Nilson Leitão, prefeito de Sinop (MT), acha que "um sonho de 30 anos está saindo do papel". Lutero Siqueira da Silva, de Guarantã do Norte (MT), achou "inédito" que o grupo técnico o tenha procurado "sem politicagem e sem dar despesa para a prefeitura". "Eu estou acreditando", disse. O prefeito de Novo Progresso (PA), Juscelino Alves Rodrigues, adota o mesmo tom: "O governo não vai fazer, mas está arrumando os meios para que seja feito."
Há mais evidências de que a privatização e o asfaltamento podem mesmo acontecer. Em julho e agosto, serão realizadas as consultas e audiências públicas nos municípios diretamente interessados. Pela legislação ambiental, elas são obrigatórias para que o Ibama possa conceder a Licença Prévia (LP), sem a qual as obras não podem começar. Os Estudos de Impacto Ambiental (EIA/RIMA) já foram elaborados para o trecho paraense e estão em fase conclusiva no trecho de Mato Grosso.

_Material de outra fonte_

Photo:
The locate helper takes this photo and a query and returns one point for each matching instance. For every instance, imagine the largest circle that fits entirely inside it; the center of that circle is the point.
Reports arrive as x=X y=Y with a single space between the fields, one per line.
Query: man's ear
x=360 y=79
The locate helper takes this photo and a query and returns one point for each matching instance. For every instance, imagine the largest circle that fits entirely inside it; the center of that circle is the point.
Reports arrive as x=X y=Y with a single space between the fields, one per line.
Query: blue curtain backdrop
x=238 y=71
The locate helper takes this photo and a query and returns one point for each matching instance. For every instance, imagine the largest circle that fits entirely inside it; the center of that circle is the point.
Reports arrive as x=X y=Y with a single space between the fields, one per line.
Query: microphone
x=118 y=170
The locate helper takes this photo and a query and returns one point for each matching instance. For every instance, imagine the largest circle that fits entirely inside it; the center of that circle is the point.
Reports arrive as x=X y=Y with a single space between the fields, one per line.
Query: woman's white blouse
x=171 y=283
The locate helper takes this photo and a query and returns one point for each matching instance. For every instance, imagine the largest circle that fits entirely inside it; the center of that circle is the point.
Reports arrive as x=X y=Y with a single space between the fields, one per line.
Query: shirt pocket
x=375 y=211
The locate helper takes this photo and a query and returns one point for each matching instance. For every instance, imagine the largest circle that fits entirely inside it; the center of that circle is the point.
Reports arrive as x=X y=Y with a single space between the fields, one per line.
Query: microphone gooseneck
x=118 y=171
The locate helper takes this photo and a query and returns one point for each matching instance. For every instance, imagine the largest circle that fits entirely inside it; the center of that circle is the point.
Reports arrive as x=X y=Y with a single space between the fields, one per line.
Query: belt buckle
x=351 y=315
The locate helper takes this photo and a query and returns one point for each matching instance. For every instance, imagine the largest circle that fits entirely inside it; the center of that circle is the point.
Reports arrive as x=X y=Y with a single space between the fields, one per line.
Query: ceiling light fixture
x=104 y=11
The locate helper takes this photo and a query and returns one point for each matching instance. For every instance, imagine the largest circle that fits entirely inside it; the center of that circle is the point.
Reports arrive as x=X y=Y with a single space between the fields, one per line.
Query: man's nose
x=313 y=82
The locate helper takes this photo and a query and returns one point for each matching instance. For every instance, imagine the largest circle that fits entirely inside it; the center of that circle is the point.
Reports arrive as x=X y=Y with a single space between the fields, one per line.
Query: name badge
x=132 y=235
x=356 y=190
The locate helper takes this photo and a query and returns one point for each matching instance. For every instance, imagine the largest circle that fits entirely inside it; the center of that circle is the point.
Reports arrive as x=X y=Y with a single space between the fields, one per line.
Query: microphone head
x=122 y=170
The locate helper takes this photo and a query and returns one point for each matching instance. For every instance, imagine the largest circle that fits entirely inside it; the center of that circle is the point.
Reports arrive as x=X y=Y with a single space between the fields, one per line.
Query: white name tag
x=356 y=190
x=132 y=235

"No ritmo que vai, o edital da licitação sai em outubro e será concluído em março do ano que vem", diz o engenheiro José Maria Cunha. "Mantido o cronograma atual, as obras começam em maio de 2005". Devem terminar em três anos.
A licitação será regida pela Lei de Concessões, de 1995, não mais pela Parceria Público Privada (PPP), em que entraria verba orçamentária, como o governo chegou a pensar inicialmente. Os 1.340 quilômetros a serem licitados - de Nova Mutum (MT) a Rurópolis (PA), com 32 quilômetros saindo da 163 em direção a Miritituba, na beira do Tapajós - deverão custar US$ 300 milhões.
Segundo Cunha, 870 quilômetros serão reconstruídos e 470 recuperados. A contrapartida de quem levar a licitação será a cobrança de pedágio. Existe a intenção de que os veículos de passageiros sejam liberados do ônus. O trecho de Rurópolis a Santarém não entra nesse pacote, mas está sendo negociado com o governo do Pará.
Consórcio - O governo já tem como certo que pelo menos um candidato vai se habilitar ao edital - o poderoso consórcio que reúne as grandes empresas exportadoras de soja do norte de Mato Grosso e do Pólo Industrial de Manaus, além de algumas grandes empreiteiras. O consórcio dispõe de um estudo preliminar de viabilidade que calculou o investimento em US$ 175 milhões. Eles seriam compensados pela cobrança do pedágio em estimados 25 anos de concessão. Com esses números, o consórcio se dispunha a bancar 20% do investimento. O resto deve ser financiado pelo BNDES e por fundos do Centro-Oeste e do Norte.
O interesse principal dos empresários é diminuir o tempo e o custo do transporte dos produtos que exportam. Por Miritituba, de onde as cargas seriam despachadas para o porto de Santarém, a Europa está a menos cinco dias de viagem do que dos portos de Santos e de Paranaguá.
Para o governo, o asfaltamento da rodovia pode se associar a dois cenários:
um, o da exploração predatória de sempre, com conflitos sociais, inchaço das cidades, desemprego e uma paisagem degradada. Outro, o da exploração em bases sustentáveis, com desenvolvimento e progresso. O governo aposta no segundo cenário.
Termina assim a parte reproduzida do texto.